Attributions

Novel CNS Transporter Target in Alzheimer's Disease

Tae-Wan Kim, PhD Columbia University Medical Center

Summary

Dr. Tae-Wan Kim and colleagues have identified an 'atypical monoamine transporter' as a novel therapeutic target in Alzheimer's disease. The proposed research is designed to further validate the new target and generate therapeutic lead compounds. Further research will be conducted to understand this target in greater depth, using cell biological approaches.

Project Details

Alzheimer's disease (AD) is characterized pathologically in the brain by the accumulation and deposition of amyloid beta-peptide (Abeta), a small protein with a high propensity for aggregation and neuro-toxic effects. The production of Abeta is controlled by the cleavage of amyloid precursor protein (APP) by two enzymes, beta-secretase (BACE1) and gamma-secretase. A major focus of drug development for AD has been to inhibit these enzymes directly, in order to preclude the liberation of Abeta from APP. However, major late-stage clinical trials have been disappointing due to lack of efficacy or side effects of these drugs in humans.

Since directly targeting BACE1 and gamma-secretase has proven largely ineffective, new molecular targets must be identified that can reduce brain Abeta levels through alternate pathways. In order to identify novel pathways for disruption of Abeta production, Dr. Tae-Wan Kim's team has developed a novel screening strategy using intact neuronal cells harboring a fluorescent reporter of BACE1 cleavage of APP. This approach allows identification of completely new pathways for regulating Abeta production. Using this strategy, they identified multiple small-molecule chemical compounds that reduced APP cleavage in intact cells but did not inhibit BACE1 directly. This approach allows the identification of a completely new pathway for regulating Abeta production. The cellular target of this lead compound has not yet been identified, and this information is critical to fully exploit the newly discovered cellular pathway for regulation of Abeta production. 

The goal of this study is to identify the cellular target of this new small molecule. Based on preliminary data, the research team hypothesizes that the target is a member of a class of neurotransmitter transporters. This is a highly “drug-able” class of transporters that has previously been targeted in treatments for depression and drug addiction, but not yet explored for AD. Dr. Kim's team will determine if the compound binds directly to the putative target transporter, critical data for future drug development, as well as determine the molecular and cellular pathways harnessed by this new compound for Abeta reduction.
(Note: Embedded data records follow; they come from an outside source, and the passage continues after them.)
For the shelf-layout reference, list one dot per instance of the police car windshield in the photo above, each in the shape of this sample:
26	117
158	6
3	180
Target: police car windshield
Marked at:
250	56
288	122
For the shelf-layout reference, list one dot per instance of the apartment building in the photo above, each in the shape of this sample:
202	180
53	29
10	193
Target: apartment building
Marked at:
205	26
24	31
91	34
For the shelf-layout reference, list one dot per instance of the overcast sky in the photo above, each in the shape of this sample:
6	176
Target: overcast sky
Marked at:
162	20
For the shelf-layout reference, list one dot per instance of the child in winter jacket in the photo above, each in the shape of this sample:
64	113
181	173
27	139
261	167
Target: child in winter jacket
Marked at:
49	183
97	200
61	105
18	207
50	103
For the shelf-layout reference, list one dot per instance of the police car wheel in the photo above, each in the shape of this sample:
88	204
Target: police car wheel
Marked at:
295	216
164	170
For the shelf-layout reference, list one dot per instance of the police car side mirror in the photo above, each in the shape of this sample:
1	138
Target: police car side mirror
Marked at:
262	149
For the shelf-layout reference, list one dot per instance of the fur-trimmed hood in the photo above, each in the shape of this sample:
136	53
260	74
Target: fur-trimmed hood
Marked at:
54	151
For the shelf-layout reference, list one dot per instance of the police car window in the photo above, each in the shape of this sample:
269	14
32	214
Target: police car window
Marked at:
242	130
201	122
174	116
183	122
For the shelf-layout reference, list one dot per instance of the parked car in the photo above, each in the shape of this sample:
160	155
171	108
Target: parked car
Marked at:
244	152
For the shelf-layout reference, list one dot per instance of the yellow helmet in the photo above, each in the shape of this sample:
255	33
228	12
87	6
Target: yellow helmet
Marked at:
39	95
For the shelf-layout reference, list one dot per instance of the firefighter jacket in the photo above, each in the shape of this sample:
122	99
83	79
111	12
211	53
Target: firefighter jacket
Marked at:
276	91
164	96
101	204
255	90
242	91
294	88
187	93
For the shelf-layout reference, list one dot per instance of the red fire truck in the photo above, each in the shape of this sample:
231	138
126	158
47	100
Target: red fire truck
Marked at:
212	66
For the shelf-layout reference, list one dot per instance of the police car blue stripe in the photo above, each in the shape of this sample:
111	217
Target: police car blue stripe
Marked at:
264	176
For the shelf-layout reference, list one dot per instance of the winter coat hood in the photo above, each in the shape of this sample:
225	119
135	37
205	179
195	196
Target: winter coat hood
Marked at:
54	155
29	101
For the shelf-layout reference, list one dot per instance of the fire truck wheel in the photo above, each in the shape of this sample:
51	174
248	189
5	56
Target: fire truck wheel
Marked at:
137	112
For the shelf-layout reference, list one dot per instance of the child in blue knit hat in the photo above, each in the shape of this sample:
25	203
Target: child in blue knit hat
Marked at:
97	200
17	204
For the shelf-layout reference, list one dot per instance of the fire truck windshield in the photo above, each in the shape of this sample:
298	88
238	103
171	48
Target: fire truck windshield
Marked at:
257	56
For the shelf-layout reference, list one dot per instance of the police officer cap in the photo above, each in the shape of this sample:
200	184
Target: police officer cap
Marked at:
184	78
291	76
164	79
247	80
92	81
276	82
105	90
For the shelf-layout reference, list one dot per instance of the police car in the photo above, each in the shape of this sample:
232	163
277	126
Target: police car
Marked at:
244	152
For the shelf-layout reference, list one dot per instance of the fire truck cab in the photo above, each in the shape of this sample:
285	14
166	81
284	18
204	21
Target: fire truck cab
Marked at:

Since this newly identified compound targets a novel cellular pathway in neurons known to be vulnerable in AD, completion of these studies will lay the groundwork for future development of this lead compound into a drug candidate. This study will also introduce the field to a completely novel cellular mechanism for critically lowering Abeta production and explore a new strategy for developing AD therapeutics.